The Queen’s New Year Honours list is expected to be published on January 2, but there are a host of actors, sports stars and experts who are already rumoured to be in the running for recognition in 2022.
It is thought that tennis superstar Emma Raducanu will be appointed MBE following her incredible sporting success in 2021. Raducanu became the first qualifier ever to win the US Open in New York in September.
Following the teenager’s triumph, the Queen praised Raducanu in an open letter, hailing it a “remarkable achievement at such a young age”.
Raducanu, who lives in Bromley, has already achieved greatness in 2021 after she was named BBC Sports Personality of the Year earlier in December.
England’s chief medical officer Chris Whitty is also among those rumoured to be recognised by the Queen with reports stating he is likely to receive a knighthood.
Fifty-five-year-old Professor Whitty was first noticed by the nation when he began delivering the Government’s Covid briefings.
It won’t be the first honour bestowed on Professor Whitty – he already holds the title of Companion of the Order of the Bath – in recognition of his service to tropical medicine in the UK and Africa during the Ebola crisis.
007 star Daniel Craig is also thought to be in line for a CMG – a highly prestigious award usually only given to senior diplomats and spies – following the release of his final outing as James Bond in the film No Time to Die.

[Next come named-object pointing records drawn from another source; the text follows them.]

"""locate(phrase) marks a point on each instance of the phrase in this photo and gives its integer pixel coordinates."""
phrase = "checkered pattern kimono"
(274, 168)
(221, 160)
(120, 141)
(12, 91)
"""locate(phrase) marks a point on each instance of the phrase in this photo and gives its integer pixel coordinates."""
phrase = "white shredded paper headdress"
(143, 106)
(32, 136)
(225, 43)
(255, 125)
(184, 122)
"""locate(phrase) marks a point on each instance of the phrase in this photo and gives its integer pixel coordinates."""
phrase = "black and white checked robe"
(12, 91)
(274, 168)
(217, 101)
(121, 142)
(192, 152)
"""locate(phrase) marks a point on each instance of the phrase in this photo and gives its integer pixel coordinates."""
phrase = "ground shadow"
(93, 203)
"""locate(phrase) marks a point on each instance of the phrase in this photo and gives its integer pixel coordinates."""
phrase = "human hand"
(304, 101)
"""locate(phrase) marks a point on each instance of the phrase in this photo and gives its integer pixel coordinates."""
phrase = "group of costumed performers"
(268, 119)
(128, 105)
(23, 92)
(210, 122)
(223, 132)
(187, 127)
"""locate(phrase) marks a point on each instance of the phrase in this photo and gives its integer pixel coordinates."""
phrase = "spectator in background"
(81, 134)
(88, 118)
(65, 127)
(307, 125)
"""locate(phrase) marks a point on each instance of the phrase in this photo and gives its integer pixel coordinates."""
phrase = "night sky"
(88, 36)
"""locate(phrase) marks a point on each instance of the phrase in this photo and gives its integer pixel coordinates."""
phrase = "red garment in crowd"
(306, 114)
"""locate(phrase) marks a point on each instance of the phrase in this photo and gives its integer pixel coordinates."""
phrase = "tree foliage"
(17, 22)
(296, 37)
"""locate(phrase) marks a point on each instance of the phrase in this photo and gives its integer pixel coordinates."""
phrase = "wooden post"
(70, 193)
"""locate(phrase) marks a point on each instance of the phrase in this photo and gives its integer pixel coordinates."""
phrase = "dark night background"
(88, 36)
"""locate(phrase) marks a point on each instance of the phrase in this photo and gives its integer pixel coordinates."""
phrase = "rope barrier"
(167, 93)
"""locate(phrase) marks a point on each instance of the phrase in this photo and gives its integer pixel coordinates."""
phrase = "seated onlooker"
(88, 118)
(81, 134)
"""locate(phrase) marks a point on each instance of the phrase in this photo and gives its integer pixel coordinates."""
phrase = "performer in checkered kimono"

Fellow actor Joanna Lumley is set to be made a Dame. Ms Lumley already holds an OBE and recalls the moment she was awarded her honour by The Queen saying: “You don’t remember much except for the beating heart when you walk up and step forward and step back and you’re trying to get all that right.”
She also described the lunch at Buckingham Palace, which took place after the ceremony by saying: “It’s pretty and friendly and not frightening, but it’s always scary to meet the Queen, funnily enough. The Queen is the Queen.
“And you can’t believe it, you get so taken aback by seeing someone who’s so frantically familiar.”
In a tradition dating back to at least 1890, the honours have been awarded to mark the start of the New Year – with the full list published in the London Gazette on January 2.